JOURNAL OF CHEMINFORMATICS, cilt.20, sa.10, ss.200-252, 2026 (SCI-Expanded, Scopus)
Accurate prediction of molecular dipole moments is essential for modeling electrostatic interactions in solvation, molecular recognition, and materials research. Although modern three-dimensional learning models can achieve near-saturated performance on low-noise quantum-chemical benchmarks, their performance often decreases on experimentally compiled datasets, where measurement noise, stereochemical ambiguity, and conformer variability create a substantial gap between idealized theoretical data and practical experimental labels.
In this study, we present a progressive two-dimensional/three-dimensional hybrid framework for experimental dipole-moment prediction under heterogeneous label conditions. The framework was constructed in two stages. First, a strong two-dimensional tabular CatBoost model based on SMILES-derived multi-view fingerprints was enriched with physicochemical, dipole-related, and conformer-dependent three-dimensional shape descriptors. This introduced an initial level of two-dimensional and three-dimensional integration and improved predictive performance compared with the two-dimensional representation alone. Second, the enriched tabular predictor was linearly fused with a geometry-aware three-dimensional graph neural network operating on conformer-derived molecular graphs, providing an additional performance gain through complementary structural learning.
On the experimental test set, the final hybrid framework achieved R² = 0.844 with MAE = 0.399 D, outperforming the nonparametric fingerprint k-nearest-neighbor baseline with R² = 0.65. Its performance also remained close to the similarity-conditioned diagnostic reference range estimated from twin-pair dispersion, with R² values of approximately 0.86–0.91 under Tanimoto similarity thresholds of 0.95, 0.97, 0.98, and 0.99.
Scientific Contribution
The main scientific contribution of this study is the development of an experimentally grounded progressive two-dimensional/three-dimensional hybrid learning framework for dipole-moment prediction under heterogeneous experimental labels. The proposed framework integrates enriched tabular chemical representations, geometry-aware graph learning, and twin-pair-based diagnostic evaluation.
To contextualize model performance in this noise-affected experimental setting, twin-pair analysis was combined with a test-to-train similarity-stratified evaluation protocol. In addition, baseline comparisons and component-wise interpretability analyses were used to clarify the roles of representation diversity and learner complementarity.
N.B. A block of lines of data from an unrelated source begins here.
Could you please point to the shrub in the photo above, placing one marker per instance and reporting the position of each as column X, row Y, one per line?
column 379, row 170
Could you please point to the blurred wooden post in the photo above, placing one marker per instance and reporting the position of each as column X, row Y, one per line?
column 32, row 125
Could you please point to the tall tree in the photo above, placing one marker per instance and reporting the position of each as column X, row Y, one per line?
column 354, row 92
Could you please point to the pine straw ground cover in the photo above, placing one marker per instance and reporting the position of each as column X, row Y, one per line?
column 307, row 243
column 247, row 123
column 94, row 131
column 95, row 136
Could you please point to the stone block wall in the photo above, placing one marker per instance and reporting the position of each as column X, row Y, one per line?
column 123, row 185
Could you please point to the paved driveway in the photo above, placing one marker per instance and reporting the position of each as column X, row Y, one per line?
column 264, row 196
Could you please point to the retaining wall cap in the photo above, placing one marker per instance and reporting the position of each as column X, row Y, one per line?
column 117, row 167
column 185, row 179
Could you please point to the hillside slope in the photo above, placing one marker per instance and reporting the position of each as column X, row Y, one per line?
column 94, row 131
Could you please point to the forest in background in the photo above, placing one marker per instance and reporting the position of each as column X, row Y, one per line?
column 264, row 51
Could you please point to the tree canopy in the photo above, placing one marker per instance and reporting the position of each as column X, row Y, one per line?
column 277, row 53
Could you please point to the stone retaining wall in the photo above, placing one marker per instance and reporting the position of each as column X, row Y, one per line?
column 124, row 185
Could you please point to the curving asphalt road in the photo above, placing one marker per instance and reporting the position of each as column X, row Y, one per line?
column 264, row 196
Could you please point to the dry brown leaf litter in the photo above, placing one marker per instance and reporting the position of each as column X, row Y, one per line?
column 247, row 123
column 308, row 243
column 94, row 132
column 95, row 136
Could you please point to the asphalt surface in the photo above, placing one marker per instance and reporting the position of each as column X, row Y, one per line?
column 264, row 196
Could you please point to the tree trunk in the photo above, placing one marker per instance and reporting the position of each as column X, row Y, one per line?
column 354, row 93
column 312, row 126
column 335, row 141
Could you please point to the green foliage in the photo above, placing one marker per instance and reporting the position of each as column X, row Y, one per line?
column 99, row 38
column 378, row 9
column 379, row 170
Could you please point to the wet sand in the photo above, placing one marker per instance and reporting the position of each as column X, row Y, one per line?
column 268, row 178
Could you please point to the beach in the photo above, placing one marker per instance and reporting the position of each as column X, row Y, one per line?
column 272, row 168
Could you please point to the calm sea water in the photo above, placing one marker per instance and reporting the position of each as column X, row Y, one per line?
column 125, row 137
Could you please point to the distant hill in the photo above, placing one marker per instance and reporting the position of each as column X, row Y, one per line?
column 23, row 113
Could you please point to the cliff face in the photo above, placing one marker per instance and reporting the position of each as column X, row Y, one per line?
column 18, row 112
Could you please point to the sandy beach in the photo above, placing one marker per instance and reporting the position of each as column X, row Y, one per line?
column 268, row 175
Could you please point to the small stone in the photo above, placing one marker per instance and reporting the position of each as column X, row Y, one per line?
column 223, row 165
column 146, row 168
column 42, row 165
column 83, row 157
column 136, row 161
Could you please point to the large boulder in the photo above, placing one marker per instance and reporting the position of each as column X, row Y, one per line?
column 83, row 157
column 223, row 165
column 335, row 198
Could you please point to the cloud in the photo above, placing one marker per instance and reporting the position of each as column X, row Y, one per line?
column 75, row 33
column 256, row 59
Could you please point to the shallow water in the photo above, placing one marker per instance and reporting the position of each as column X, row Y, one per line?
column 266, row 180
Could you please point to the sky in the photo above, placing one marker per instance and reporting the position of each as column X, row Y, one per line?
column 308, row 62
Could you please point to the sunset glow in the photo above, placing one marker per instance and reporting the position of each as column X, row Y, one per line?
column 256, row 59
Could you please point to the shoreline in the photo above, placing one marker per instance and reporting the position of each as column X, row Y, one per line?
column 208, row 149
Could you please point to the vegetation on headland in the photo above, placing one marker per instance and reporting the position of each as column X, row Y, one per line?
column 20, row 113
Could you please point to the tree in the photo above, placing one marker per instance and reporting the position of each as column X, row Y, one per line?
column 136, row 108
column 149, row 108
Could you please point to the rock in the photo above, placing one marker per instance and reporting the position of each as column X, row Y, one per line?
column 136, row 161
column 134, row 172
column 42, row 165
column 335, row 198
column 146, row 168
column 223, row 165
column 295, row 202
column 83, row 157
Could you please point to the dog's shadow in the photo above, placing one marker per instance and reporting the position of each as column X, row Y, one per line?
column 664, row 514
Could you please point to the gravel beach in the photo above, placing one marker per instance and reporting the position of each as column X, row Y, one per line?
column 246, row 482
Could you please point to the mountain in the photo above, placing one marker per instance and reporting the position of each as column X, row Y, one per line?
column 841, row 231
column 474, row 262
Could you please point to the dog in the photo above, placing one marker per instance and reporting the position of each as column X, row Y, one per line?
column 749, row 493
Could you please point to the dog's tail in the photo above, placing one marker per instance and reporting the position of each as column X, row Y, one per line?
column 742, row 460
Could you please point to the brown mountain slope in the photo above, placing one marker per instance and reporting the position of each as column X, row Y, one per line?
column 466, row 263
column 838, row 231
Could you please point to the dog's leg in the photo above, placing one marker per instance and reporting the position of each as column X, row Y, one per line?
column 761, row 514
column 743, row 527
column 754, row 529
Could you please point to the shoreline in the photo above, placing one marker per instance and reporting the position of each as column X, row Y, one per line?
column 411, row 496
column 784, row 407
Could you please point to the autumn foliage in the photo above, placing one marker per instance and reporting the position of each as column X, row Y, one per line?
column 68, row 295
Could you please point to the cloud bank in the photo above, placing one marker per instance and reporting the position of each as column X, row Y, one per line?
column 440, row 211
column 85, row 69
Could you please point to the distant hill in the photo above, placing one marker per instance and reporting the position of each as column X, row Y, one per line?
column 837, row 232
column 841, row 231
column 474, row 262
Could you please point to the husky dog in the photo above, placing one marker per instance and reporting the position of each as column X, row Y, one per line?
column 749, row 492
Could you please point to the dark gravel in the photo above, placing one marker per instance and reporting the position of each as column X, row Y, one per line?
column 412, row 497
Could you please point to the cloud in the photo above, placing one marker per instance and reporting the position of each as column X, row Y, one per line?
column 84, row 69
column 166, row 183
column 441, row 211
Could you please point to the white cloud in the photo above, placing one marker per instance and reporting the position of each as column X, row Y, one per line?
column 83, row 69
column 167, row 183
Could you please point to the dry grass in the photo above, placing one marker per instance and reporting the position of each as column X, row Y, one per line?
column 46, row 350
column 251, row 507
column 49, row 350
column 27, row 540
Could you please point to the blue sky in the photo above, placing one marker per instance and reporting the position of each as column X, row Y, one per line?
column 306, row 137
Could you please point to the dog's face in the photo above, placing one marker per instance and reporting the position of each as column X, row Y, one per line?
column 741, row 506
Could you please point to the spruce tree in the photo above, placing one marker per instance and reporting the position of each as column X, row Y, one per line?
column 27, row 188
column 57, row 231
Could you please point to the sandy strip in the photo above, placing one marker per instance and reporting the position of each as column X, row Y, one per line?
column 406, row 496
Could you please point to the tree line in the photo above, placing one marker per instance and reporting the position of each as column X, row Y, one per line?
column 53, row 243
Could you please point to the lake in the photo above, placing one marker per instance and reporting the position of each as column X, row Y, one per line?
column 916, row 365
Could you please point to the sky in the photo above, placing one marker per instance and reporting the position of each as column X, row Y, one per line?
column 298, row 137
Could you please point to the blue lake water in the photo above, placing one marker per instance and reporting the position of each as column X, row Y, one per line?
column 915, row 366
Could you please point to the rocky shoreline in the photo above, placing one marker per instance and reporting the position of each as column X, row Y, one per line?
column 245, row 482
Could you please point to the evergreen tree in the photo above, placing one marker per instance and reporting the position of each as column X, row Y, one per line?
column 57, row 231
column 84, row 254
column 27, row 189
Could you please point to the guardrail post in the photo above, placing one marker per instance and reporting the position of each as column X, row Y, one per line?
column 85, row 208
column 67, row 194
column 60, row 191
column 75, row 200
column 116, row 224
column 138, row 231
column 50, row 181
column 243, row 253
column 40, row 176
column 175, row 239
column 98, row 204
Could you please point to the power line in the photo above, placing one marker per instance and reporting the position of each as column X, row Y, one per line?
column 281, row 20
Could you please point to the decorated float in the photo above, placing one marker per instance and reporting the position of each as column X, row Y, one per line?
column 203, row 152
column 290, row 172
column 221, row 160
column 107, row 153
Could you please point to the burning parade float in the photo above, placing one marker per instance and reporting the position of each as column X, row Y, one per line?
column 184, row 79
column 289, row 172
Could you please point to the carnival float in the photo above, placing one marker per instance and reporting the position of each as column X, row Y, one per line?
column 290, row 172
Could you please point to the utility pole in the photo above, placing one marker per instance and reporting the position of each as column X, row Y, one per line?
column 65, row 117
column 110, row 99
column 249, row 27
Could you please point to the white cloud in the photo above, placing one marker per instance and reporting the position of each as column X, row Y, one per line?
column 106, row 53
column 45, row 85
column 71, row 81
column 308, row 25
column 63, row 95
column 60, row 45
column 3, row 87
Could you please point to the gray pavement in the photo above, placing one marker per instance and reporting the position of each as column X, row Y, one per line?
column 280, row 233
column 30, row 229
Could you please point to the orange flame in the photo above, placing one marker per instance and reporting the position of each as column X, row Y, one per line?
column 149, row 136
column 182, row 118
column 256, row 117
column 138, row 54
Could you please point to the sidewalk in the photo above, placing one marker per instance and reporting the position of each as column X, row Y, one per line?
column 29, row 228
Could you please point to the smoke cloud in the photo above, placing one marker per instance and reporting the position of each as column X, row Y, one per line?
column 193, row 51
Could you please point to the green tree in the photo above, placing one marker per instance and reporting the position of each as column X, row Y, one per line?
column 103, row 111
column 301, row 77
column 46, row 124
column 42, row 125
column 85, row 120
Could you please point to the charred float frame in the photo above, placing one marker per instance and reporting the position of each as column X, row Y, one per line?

Relative to three recently published dipole-prediction studies, the proposed framework remains competitively positioned. However, these comparisons should be interpreted cautiously because the underlying datasets, label sources, molecular domains, and noise regimes are not directly matched. Unlike previous studies that mainly focused on lower-noise theoretical benchmarks or narrower molecular domains, the present work targets the comparatively underexplored Stenutz experimental compilation.